Another villager, Suresh Parahaiya, said a CRPF man hit him in his forehead and leg when he ran in panic after the blast. “They beat us when we tried to run and made us sit there till 4 pm when two bodies were found and loaded on a tractor,” said his wife Mano Devi.

“The policemen made us walk to the hill and then they held some men in the front by the back of their neck; they held a gun to Ganu, my niece’s son,” said Bimli Devi. Ganu (16) had walked a few steps up the Bhaluwahi hill and was bending over the jawan’s body when the blast took place. Only the lower half of his body was recovered on Tuesday evening. He was the youngest among the four villagers who died.

“On Monday, we heard gunshots all day,” said Rajkumar Bhuian (70). “My older son Jogeshwar asked his wife and five sons to leave for Manika town with my younger son Suneshwar. On Tuesday, I was in the forest grazing cow and found out only in the evening that the police had taken Jogeshwar to search for the bodies. I found only his gamchha (small towel), his chappal, and three ribs.”

“They could not find my son Birendra’s body on Tuesday,” said Bihari Yadav. “When I went to the police station in Latehar, the policemen began beating me and calling me a Maoist before an officer intervened. On Wednesday I found only his limbs.”

Pramod Sau, a shopkeeper from Nawadih who had helped the police gather villagers from Amvatikar, Nawadih, Chahal and also got two tractors from the village to carry the bodies, succumbed to his blast injuries in his face in Ranchi on Wednesday.

The mukhiya of the neighbouring Chungru panchayat, Baldev Parahiya, said he had agreed to help the police look for four bodies and arranged for three tractors on Tuesday morning, but requested that the villagers be allowed to go home after the explosion occurred.
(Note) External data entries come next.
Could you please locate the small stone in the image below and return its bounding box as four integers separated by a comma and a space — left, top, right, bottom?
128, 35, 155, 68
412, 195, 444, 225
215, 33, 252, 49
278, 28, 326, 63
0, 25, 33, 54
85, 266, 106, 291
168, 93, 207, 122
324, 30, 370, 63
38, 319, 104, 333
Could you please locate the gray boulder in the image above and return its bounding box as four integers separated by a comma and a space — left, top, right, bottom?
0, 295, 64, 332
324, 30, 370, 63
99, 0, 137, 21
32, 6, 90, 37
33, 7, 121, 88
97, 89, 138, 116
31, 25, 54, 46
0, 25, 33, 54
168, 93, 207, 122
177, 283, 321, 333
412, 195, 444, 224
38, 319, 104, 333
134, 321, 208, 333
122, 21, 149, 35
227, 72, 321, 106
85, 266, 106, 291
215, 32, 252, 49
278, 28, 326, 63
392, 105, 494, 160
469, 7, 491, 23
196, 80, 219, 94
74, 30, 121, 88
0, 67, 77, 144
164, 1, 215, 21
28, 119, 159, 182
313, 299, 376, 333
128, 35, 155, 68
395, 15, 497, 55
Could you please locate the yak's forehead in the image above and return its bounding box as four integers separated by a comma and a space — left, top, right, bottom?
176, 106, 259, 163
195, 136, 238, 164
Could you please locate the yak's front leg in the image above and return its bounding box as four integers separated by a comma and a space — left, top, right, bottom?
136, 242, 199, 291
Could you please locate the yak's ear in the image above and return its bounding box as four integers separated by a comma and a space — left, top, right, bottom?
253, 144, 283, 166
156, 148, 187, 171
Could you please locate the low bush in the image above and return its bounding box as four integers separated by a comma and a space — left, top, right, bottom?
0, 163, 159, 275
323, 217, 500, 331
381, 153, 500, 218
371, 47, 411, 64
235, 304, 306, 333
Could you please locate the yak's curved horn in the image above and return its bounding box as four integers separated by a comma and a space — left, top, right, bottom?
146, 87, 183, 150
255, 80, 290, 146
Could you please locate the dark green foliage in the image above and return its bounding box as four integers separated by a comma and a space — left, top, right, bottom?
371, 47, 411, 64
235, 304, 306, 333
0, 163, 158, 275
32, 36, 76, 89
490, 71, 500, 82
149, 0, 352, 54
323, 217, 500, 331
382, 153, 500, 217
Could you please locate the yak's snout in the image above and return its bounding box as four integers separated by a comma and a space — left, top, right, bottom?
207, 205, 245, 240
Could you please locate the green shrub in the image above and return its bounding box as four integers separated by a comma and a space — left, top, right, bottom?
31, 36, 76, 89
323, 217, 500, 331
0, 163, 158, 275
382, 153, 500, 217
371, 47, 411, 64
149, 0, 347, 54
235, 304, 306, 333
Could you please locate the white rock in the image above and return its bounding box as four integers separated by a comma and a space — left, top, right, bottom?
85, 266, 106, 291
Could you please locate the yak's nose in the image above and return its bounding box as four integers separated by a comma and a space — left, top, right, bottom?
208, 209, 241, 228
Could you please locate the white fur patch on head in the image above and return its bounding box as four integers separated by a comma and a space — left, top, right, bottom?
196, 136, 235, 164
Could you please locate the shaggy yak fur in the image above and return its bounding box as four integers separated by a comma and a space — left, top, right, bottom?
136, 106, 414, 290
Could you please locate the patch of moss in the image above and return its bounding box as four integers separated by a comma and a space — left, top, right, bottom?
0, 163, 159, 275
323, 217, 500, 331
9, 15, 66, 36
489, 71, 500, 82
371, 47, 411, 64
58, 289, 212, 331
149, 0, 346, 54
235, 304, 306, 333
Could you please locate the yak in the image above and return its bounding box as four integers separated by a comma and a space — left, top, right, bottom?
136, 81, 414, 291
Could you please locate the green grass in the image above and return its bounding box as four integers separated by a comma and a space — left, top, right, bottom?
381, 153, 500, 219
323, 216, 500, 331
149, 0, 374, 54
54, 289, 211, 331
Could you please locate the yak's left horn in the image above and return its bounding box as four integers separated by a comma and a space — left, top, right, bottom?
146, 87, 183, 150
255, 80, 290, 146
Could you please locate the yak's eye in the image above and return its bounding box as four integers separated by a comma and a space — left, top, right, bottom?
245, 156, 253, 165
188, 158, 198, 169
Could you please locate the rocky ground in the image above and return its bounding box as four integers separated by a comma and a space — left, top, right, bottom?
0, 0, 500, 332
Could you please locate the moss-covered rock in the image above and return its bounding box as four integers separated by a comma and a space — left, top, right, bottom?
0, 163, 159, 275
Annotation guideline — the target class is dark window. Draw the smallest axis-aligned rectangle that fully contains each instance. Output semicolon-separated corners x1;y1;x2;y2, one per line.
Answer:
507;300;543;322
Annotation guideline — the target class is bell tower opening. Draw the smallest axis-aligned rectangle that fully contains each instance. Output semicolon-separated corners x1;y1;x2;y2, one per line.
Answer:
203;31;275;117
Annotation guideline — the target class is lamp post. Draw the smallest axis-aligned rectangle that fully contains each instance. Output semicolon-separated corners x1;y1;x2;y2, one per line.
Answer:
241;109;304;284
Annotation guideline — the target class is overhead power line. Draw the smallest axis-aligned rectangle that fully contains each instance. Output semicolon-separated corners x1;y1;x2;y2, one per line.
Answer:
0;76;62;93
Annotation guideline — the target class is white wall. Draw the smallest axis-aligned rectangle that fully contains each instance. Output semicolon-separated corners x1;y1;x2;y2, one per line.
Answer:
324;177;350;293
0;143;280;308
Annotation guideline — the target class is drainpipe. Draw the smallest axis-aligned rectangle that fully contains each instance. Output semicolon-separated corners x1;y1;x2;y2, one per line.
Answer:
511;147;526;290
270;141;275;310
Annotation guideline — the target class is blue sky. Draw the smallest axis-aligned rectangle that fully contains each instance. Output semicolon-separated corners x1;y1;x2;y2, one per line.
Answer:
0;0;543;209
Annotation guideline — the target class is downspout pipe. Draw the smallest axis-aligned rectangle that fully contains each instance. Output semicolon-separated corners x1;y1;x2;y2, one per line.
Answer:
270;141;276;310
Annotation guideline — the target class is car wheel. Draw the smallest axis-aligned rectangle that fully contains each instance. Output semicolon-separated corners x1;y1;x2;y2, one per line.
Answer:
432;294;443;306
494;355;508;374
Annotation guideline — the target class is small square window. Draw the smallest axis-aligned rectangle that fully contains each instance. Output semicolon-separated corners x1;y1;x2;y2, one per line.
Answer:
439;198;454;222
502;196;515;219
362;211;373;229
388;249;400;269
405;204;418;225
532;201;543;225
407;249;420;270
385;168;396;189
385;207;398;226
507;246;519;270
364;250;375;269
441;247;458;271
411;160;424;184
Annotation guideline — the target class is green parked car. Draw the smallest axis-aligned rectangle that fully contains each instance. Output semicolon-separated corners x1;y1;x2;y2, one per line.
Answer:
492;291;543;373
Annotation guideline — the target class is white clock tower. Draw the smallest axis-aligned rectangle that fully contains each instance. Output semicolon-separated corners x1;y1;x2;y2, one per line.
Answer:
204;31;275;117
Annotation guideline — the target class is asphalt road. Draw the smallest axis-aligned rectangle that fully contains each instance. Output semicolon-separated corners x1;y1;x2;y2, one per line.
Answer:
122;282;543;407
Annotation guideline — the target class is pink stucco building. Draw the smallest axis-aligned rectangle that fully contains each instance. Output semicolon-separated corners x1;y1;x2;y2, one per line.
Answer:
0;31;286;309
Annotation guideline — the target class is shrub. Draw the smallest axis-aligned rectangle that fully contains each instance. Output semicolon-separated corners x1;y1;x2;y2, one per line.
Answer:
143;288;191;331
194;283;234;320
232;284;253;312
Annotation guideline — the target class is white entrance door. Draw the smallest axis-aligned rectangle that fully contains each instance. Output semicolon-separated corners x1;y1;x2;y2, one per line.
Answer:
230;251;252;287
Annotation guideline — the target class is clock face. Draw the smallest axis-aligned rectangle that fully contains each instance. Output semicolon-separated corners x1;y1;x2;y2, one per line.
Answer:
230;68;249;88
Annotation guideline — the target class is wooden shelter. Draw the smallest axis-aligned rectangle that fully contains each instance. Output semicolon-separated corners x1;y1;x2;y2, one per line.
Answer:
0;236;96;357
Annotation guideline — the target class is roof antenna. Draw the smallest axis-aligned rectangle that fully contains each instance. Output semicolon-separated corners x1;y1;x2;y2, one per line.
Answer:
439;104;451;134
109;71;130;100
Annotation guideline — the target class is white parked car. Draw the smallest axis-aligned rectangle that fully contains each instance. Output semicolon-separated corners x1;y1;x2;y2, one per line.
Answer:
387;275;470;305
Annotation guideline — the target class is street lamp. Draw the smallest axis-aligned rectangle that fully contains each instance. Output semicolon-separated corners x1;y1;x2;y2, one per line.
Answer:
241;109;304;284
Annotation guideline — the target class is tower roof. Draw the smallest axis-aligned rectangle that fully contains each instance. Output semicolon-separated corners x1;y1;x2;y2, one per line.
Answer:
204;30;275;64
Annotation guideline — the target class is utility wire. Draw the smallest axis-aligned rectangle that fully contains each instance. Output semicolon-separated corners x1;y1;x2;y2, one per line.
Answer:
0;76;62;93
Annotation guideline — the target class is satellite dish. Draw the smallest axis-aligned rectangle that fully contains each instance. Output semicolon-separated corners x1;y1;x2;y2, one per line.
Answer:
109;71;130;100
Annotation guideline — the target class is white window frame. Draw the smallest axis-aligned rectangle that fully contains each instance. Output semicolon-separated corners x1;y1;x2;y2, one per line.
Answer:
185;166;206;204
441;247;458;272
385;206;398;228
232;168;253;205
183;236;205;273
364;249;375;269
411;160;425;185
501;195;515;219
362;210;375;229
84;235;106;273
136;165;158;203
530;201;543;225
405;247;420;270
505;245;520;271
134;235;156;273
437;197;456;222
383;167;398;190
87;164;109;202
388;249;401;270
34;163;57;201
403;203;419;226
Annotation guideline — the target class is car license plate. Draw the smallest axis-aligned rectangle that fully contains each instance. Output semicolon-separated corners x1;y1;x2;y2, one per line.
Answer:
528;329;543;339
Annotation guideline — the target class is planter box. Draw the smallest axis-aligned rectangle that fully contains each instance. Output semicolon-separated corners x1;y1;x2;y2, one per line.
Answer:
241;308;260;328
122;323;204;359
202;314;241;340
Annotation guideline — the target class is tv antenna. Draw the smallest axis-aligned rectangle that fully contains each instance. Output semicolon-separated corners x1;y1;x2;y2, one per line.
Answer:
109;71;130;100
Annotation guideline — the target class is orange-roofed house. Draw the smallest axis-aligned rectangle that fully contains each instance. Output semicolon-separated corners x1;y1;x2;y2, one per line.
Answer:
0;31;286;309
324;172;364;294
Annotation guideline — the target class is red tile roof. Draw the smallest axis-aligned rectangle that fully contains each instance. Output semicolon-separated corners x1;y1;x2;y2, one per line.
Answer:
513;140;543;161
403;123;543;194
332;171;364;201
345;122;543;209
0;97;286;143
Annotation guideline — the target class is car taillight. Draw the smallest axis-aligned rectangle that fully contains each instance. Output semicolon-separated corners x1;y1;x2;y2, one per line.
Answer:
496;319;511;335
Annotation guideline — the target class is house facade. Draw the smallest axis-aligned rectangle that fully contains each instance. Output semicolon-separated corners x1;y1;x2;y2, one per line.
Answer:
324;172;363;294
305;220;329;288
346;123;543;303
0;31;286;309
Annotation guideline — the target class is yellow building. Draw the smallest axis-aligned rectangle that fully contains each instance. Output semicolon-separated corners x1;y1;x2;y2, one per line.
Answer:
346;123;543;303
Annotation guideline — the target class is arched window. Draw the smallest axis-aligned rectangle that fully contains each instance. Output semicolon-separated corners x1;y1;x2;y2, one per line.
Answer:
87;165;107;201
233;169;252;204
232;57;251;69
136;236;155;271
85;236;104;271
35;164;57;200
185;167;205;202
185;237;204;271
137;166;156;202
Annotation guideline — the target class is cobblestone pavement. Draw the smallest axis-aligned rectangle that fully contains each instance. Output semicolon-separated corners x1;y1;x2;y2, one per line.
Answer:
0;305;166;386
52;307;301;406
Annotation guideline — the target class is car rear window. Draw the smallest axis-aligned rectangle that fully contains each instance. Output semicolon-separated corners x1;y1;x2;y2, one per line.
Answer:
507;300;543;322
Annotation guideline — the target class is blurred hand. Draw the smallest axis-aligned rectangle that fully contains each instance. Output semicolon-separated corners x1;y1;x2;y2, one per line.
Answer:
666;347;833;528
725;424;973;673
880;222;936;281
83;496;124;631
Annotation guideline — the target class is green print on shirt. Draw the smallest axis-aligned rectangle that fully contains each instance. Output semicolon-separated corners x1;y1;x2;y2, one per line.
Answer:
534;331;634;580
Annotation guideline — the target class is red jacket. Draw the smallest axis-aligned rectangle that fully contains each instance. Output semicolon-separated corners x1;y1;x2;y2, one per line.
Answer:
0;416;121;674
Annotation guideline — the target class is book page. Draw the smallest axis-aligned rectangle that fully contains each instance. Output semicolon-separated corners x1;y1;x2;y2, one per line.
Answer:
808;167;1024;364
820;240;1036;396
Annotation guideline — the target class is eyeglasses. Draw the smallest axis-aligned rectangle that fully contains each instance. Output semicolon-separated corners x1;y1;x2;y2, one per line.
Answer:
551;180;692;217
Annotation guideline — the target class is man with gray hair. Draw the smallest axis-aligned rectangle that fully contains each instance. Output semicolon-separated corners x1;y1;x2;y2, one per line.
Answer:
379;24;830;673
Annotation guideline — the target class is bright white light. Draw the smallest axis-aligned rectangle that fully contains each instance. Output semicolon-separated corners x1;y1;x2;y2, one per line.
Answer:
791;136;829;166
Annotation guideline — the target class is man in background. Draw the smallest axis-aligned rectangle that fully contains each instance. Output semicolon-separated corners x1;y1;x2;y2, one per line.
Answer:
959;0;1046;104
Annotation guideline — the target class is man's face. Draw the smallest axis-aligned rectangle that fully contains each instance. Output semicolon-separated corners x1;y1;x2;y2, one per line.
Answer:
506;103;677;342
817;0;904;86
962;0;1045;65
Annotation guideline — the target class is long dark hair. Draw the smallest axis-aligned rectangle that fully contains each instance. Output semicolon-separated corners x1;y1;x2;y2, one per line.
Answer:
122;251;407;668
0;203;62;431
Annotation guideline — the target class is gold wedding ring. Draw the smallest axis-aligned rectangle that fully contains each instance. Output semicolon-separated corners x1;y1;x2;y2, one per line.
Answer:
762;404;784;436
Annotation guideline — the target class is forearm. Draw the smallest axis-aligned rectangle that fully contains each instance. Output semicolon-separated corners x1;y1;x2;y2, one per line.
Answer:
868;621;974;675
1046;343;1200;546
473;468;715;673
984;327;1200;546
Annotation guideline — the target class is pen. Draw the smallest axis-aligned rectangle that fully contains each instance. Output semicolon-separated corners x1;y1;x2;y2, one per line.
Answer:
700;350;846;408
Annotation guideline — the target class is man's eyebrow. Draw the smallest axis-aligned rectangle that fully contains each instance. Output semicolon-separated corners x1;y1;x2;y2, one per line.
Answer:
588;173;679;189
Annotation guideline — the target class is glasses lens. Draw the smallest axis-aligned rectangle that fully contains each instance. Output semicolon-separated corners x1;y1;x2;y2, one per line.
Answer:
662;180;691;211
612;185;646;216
IG (Operations) S.N. Pradhan could not be reached for his comments on Friday. In an interview to TheHindu on January 11, Mr. Pradhan denied the charge that the CRPF forced villagers to accompany them. “We often need the help of villagers to borrow cots to carry bodies back. Women and children sometimes accompany the men as they think this will ensure the men’s safety,” he said.